7.7.1. 从ResNet到DenseNet

回想一下任意函数的泰勒展开式(Taylor expansion),它把这个函数分解成越来越高阶的项。在\(x\)接近0时,

(7.7.1)\[f(x) = f(0) + f'(0) x + \frac{f''(0)}{2!} x^2 + \frac{f'''(0)}{3!} x^3 + \ldots.\]

同样,ResNet将函数展开为

(7.7.2)\[f(\mathbf{x}) = \mathbf{x} + g(\mathbf{x}).\]

也就是说,ResNet将\(f\)分解为两部分:一个简单的线性项和一个复杂的非线性项。 那么再向前拓展一步,如果我们想将\(f\)拓展成超过两部分的信息呢? 一种方案便是DenseNet。

../_images/densenet-block.svg

图7.7.1 ResNet(左)与 DenseNet(右)在跨层连接上的主要区别:使用相加和使用连结。

图7.7.1所示,ResNet和DenseNet的关键区别在于,DenseNet输出是连接(用图中的\([,]\)表示)而不是如ResNet的简单相加。 因此,在应用越来越复杂的函数序列后,我们执行从\(\mathbf{x}\)到其展开式的映射:

(7.7.3)\[\mathbf{x} \to \left[ \mathbf{x}, f_1(\mathbf{x}), f_2([\mathbf{x}, f_1(\mathbf{x})]), f_3([\mathbf{x}, f_1(\mathbf{x}), f_2([\mathbf{x}, f_1(\mathbf{x})])]), \ldots\right].\]

最后,将这些展开式结合到多层感知机中,再次减少特征的数量。 实现起来非常简单:我们不需要添加术语,而是将它们连接起来。 DenseNet这个名字由变量之间的“稠密连接”而得来,最后一层与之前的所有层紧密相连。 稠密连接如 图7.7.2所示。

../_images/densenet.svg

图7.7.2 稠密连接。

稠密网络主要由2部分构成:稠密块(dense block)和过渡层(transition layer)。 前者定义如何连接输入和输出,而后者则控制通道数量,使其不会太复杂。

7.7.2. 稠密块体

DenseNet使用了ResNet改良版的“批量规范化、激活和卷积”架构(参见 7.6节中的练习)。 我们首先实现一下这个架构。

from mxnet import np, npx
from mxnet.gluon import nn
from d2l import mxnet as d2l

npx.set_np()

def conv_block(num_channels):
    blk = nn.Sequential()
    blk.add(nn.BatchNorm(),
            nn.Activation('relu'),
            nn.Conv2D(num_channels, kernel_size=3, padding=1))
    return blk
import torch
from torch import nn
from d2l import torch as d2l


def conv_block(input_channels, num_channels):
    return nn.Sequential(
        nn.BatchNorm2d(input_channels), nn.ReLU(),
        nn.Conv2d(input_channels, num_channels, kernel_size=3, padding=1))
import tensorflow as tf
from d2l import tensorflow as d2l


class ConvBlock(tf.keras.layers.Layer):
    def __init__(self, num_channels):
        super(ConvBlock, self).__init__()
        self.bn = tf.keras.layers.BatchNormalization()
        self.relu = tf.keras.layers.ReLU()
        self.conv = tf.keras.layers.Conv2D(
            filters=num_channels, kernel_size=(3, 3), padding='same')

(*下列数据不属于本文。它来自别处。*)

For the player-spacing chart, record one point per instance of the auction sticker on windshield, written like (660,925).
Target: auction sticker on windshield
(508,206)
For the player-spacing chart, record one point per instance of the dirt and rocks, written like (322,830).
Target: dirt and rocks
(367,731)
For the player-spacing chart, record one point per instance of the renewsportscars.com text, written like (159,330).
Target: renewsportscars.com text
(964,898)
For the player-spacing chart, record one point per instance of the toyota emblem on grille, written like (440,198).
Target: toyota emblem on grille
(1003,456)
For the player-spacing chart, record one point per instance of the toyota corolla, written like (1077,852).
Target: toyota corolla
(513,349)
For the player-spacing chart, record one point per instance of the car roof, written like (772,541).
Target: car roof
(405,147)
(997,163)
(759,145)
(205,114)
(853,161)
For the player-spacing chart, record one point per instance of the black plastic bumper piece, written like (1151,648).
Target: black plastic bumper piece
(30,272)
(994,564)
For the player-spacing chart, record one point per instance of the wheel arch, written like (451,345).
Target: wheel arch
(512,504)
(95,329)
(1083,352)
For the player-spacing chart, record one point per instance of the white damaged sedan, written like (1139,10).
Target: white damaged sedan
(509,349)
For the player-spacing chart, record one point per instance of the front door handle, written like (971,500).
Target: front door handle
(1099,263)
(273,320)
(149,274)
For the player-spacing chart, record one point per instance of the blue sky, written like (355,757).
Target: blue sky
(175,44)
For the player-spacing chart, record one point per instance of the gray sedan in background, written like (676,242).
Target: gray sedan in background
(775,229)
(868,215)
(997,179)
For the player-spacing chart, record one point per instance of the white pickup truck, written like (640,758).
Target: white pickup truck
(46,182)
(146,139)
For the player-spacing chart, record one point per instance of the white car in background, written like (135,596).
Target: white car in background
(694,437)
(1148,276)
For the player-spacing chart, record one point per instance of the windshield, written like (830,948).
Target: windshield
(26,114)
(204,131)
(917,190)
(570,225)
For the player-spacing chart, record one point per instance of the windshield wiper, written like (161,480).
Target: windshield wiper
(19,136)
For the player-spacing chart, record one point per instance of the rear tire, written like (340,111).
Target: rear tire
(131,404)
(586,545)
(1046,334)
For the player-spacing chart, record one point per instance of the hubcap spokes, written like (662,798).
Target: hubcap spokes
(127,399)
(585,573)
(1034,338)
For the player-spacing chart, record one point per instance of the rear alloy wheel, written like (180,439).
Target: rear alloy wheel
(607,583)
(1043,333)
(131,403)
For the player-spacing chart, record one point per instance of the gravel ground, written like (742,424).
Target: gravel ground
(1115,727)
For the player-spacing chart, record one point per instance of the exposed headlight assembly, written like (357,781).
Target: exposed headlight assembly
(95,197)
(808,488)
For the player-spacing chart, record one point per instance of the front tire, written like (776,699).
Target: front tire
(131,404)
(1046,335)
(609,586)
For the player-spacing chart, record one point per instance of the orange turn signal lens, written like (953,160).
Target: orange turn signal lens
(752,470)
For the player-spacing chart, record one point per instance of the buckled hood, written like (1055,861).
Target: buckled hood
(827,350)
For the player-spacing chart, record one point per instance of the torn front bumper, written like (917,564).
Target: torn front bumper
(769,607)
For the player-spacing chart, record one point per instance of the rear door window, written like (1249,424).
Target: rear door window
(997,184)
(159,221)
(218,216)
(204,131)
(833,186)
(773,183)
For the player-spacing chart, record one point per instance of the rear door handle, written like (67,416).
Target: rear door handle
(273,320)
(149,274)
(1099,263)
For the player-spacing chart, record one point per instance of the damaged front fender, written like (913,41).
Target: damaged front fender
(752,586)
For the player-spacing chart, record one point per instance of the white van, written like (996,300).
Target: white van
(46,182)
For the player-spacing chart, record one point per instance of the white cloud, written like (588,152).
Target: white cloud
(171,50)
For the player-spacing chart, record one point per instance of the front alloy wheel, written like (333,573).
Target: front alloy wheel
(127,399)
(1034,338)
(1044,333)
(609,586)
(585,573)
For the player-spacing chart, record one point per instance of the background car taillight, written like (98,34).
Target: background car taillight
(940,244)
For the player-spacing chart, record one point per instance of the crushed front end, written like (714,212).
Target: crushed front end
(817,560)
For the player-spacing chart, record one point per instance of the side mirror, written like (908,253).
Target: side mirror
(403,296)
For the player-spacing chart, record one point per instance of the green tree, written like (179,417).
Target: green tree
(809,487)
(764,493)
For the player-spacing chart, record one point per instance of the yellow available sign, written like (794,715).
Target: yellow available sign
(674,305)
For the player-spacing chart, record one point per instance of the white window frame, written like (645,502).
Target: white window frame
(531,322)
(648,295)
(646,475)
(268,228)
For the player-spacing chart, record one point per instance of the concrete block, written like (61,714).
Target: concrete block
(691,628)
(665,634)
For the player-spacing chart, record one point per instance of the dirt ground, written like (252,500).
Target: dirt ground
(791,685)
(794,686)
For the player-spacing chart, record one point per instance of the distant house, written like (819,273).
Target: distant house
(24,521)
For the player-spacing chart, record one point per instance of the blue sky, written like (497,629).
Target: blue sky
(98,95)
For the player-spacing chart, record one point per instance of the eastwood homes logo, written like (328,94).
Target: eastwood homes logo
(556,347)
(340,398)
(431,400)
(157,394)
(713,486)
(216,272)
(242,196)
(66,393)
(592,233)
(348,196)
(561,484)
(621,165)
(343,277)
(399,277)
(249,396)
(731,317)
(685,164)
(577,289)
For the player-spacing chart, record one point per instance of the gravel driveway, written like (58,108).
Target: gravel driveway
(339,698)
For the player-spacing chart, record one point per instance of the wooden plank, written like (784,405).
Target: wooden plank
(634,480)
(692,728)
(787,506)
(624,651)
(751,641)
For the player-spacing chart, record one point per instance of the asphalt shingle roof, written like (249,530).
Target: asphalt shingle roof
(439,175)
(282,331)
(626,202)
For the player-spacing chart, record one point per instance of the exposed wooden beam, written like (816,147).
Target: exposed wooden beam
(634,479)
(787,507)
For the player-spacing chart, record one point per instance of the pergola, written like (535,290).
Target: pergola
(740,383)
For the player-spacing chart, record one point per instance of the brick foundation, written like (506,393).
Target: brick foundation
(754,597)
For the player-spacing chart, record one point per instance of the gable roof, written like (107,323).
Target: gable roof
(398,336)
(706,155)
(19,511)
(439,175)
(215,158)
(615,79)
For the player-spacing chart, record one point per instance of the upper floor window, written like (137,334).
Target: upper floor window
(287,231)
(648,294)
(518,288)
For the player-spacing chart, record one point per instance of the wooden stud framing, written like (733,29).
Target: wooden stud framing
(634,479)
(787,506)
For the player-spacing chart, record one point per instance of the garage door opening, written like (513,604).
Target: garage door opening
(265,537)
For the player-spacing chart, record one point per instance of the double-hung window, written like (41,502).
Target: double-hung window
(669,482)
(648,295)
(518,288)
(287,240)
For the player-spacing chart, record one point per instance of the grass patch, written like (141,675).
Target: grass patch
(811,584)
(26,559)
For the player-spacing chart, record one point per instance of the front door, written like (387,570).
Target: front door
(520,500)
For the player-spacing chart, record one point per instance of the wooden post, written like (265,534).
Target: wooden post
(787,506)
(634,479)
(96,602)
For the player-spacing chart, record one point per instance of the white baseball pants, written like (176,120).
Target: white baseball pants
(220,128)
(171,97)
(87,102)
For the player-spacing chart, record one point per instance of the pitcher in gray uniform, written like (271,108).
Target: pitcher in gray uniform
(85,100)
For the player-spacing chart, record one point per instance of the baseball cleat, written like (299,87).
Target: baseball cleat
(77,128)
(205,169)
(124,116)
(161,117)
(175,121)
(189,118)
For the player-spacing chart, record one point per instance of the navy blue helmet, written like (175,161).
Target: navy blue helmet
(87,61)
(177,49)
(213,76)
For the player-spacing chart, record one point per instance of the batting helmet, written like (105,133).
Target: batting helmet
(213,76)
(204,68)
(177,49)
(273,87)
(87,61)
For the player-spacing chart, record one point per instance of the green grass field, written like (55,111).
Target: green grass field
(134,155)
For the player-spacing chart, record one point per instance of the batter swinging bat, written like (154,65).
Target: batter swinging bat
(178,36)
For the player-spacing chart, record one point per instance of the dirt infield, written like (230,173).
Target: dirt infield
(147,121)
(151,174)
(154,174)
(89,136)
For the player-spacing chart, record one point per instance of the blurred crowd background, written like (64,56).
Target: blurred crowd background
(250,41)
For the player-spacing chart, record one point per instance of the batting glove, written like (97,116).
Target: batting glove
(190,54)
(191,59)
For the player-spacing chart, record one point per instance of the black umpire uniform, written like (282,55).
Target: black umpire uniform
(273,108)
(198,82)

        self.listLayers = [self.bn, self.relu, self.conv]

    def call(self, x):
        y = x
        for layer in self.listLayers.layers:
            y = layer(y)
        y = tf.keras.layers.concatenate([x,y], axis=-1)
        return y
import warnings
from d2l import paddle as d2l

warnings.filterwarnings("ignore")
import paddle
import paddle.nn as nn


def conv_block(input_channels, num_channels):
    return nn.Sequential(
        nn.BatchNorm2D(input_channels), nn.ReLU(),
        nn.Conv2D(input_channels, num_channels, kernel_size=3, padding=1))

一个稠密块由多个卷积块组成,每个卷积块使用相同数量的输出通道。 然而,在前向传播中,我们将每个卷积块的输入和输出在通道维上连结。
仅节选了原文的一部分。